BSB jumps out of cab-rank rule frying pan and into fire of LSB probe
Pitt: undertaking discharged
The Bar Standards Board (BSB) has been discharged from an undertaking it gave nearly two years ago to deal with concerns over the way it dealt with changes to the cab-rank rule.
But in doing so, the Legal Services Board said it had continuing misgivings that have “directed our attention towards the BSB’s approach to regulation more broadly”.
The problem stemmed back to an LSB investigation in 2013 over inappropriate Bar Council influence on changes made by the BSB to the cab-rank rule, which were to facilitate the new contractual terms between barristers and solicitors.
This was only resolved in November 2013 when the Bar Council gave four undertakings to address the LSB’s concerns.
One of them was that by 31 July 2014, the BSB would review whether it was appropriate for standard terms and the related cab-rank rule – that the rule does not apply other than where a barrister is instructed under the terms, or under their own terms – to remain as regulatory arrangements.

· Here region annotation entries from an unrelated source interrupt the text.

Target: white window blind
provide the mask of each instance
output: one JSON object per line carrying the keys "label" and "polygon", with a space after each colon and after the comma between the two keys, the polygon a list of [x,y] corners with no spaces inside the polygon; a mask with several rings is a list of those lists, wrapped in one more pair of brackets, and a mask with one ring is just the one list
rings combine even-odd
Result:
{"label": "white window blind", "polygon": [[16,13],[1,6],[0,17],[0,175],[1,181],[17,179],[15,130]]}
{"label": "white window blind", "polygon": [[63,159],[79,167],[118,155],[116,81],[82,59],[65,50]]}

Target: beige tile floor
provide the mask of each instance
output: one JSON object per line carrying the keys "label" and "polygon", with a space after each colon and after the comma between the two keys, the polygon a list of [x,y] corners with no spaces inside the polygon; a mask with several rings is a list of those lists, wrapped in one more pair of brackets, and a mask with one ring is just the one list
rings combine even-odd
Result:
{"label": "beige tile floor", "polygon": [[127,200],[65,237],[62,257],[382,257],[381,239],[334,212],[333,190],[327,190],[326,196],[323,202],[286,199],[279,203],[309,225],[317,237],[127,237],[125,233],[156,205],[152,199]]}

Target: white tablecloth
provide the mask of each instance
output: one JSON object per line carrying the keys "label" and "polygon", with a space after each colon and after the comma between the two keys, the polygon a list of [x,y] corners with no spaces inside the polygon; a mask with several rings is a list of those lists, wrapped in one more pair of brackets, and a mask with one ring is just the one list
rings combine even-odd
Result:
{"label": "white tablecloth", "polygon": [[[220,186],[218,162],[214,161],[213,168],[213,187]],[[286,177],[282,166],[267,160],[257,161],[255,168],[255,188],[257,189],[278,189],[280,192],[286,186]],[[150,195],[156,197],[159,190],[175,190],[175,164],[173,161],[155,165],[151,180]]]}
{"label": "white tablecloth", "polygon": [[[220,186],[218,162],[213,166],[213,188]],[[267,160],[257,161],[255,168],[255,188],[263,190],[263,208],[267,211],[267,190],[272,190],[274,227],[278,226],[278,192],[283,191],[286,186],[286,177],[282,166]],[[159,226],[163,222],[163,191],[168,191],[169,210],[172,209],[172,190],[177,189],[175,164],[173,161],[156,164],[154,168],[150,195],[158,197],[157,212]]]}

It missed this deadline but eventually carried out the review, deciding to retain the existing cab-rank rule, together with the standard contractual terms, but replace its ‘list of defaulting solicitors’ with a new rule allowing barristers to refuse work under the cab-rank rule where there is an “unacceptable risk” that they will not get paid. The LSB approved this last month.
In a letter this week to his BSB counterpart, Sir Andrew Burns, LSB chairman Sir Michael Pitt said at a meeting earlier this month, “my board acknowledged the work completed by the BSB in the course of its review and reminded itself that the review was not about the existence of the cab-rank rule in itself, but about whether the standard contractual terms and the list of defaulting solicitors should remain part of the BSB’s regulatory arrangements”.
He wrote: “Although it registered some concerns in the BSB’s approach, my board concluded that the terms of the fourth undertaking could be considered to be discharged and no further, formal enforcement action with respect to the 2013 investigation would be appropriate.”
However, looking beyond the specifics of the undertaking, the LSB “identified some issues of concern”, he went on. These included that in its review the BSB, having concluded on the necessity of a single set of terms in regulatory arrangements, did not consider any sources other than the Bar Council’s standard contractual terms.
The LSB was also worried that the “BSB could arrive at different conclusions on the two issues under review with regard to the impact on the regulatory objective of promoting and protecting the public interest in relation to the use of a product of the representative body in the independent regulator’s arrangements. These different conclusions appeared to us to be somewhat in tension”.
As a result, Sir Michael concluded, “these issues have directed our attention towards the BSB’s approach to regulation more broadly and where the BSB is in its journey towards becoming a modern independent regulator with the requisite capacity and capability.
“Such broader issues are being considered as part of our current regulatory standards review of the BSB.”